Warning Signs That Need Prompt Attention

Any new lump in the breast or armpit is worth reporting to a doctor. But certain changes signal a more urgent evaluation:

  • Skin dimpling or puckering over or near the lump
  • Nipple retraction, where the nipple pulls inward when it didn’t before
  • Nipple discharge that’s bloody or comes from only one breast without squeezing
  • Redness, flaking, or thickening of the skin on the breast or nipple
  • A change in breast size or shape that’s new and not related to your cycle
  • Swelling or thickening in part of the breast, even without a distinct lump

How Doctors Figure Out What a Lump Is

The process usually starts with a clinical breast exam, followed by imaging. For women under 30, ultrasound is often the first step because younger breast tissue is dense enough to make mammograms harder to read. For women over 30, a mammogram is more commonly the starting point, sometimes combined with ultrasound.

If imaging shows something suspicious, the next step is a biopsy. The most common type uses a hollow needle guided by ultrasound to pull small tissue samples from the lump. You’re typically awake with local numbing, and the procedure takes about 15 to 30 minutes. In some cases, mammogram-guided or MRI-guided biopsies are used to reach lumps that are only visible on those specific types of imaging. Surgical biopsy, where a portion or all of the lump is removed in an operating room, is reserved for cases where needle biopsy isn’t feasible or the results are inconclusive.

Results usually come back within a few days to a week.

Breast Lumps in Men

Men can develop breast lumps too. The most common cause is gynecomastia, an increase in breast gland tissue driven by a hormonal imbalance between estrogen and testosterone.
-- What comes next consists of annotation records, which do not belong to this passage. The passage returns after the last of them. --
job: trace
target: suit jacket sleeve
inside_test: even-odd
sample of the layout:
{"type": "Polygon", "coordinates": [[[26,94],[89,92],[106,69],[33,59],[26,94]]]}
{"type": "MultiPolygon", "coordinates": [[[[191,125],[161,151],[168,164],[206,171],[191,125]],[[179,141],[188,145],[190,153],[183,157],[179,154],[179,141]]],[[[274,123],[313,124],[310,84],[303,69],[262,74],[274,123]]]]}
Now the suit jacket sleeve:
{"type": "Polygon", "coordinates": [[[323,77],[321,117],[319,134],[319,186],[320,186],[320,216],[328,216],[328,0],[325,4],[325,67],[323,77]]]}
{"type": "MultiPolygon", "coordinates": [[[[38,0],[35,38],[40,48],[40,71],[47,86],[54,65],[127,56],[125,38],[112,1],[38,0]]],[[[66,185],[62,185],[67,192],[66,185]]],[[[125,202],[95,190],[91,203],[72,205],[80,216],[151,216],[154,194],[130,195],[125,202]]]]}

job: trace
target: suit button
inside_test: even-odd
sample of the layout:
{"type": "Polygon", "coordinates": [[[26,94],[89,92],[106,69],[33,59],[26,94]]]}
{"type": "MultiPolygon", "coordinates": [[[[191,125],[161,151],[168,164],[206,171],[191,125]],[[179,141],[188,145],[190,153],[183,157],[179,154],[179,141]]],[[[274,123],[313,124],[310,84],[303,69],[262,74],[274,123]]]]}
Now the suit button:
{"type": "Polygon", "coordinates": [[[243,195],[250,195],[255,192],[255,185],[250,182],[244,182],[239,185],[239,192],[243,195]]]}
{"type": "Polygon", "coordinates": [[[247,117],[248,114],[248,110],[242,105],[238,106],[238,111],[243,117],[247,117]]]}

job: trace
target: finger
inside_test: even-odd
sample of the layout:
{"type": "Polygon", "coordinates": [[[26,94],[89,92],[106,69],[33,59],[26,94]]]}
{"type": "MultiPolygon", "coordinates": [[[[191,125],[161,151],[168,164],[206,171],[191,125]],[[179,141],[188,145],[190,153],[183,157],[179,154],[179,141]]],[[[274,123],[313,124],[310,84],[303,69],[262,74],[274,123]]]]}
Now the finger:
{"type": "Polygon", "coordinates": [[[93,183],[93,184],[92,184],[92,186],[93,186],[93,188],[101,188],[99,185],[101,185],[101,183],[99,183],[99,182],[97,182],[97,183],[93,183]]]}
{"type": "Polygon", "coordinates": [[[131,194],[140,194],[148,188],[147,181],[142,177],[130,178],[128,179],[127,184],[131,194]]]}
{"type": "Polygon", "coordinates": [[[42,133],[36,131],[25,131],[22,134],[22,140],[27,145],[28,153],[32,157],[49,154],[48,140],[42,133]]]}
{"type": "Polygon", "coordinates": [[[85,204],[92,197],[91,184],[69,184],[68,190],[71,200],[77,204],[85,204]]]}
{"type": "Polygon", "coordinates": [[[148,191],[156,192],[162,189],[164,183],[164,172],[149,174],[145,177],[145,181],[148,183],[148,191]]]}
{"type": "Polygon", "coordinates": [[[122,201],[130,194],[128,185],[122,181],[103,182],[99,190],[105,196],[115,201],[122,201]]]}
It’s surprisingly prevalent: more than half of male newborns have temporary breast enlargement from their mother’s estrogen, it’s common during puberty, and it affects roughly 24% to 65% of men between ages 50 and 80.

Medications are a frequent trigger. Drugs used for prostate conditions, certain antidepressants, anti-anxiety medications, opioids, heart medications, and anabolic steroids can all shift the hormonal balance enough to cause breast tissue growth. Alcohol, marijuana, and heroin are also associated with gynecomastia. Health conditions like thyroid problems, kidney failure, and liver disease can contribute as well.

Male breast cancer is rare, accounting for less than 1% of all breast cancers, but it does happen. In men, the warning signs that distinguish a potentially malignant lump from gynecomastia are the same as in women: a firm or hard lump, skin dimpling, or discharge from the nipple.

Screening for Average-Risk Adults

The U.S. Preventive Services Task Force recommends mammograms every two years starting at age 40 and continuing through age 74 for people at average risk. This applies to cisgender women and all people assigned female at birth, including transgender men and nonbinary individuals. If you have a family history of breast cancer or other risk factors, your doctor may recommend starting earlier or screening more frequently.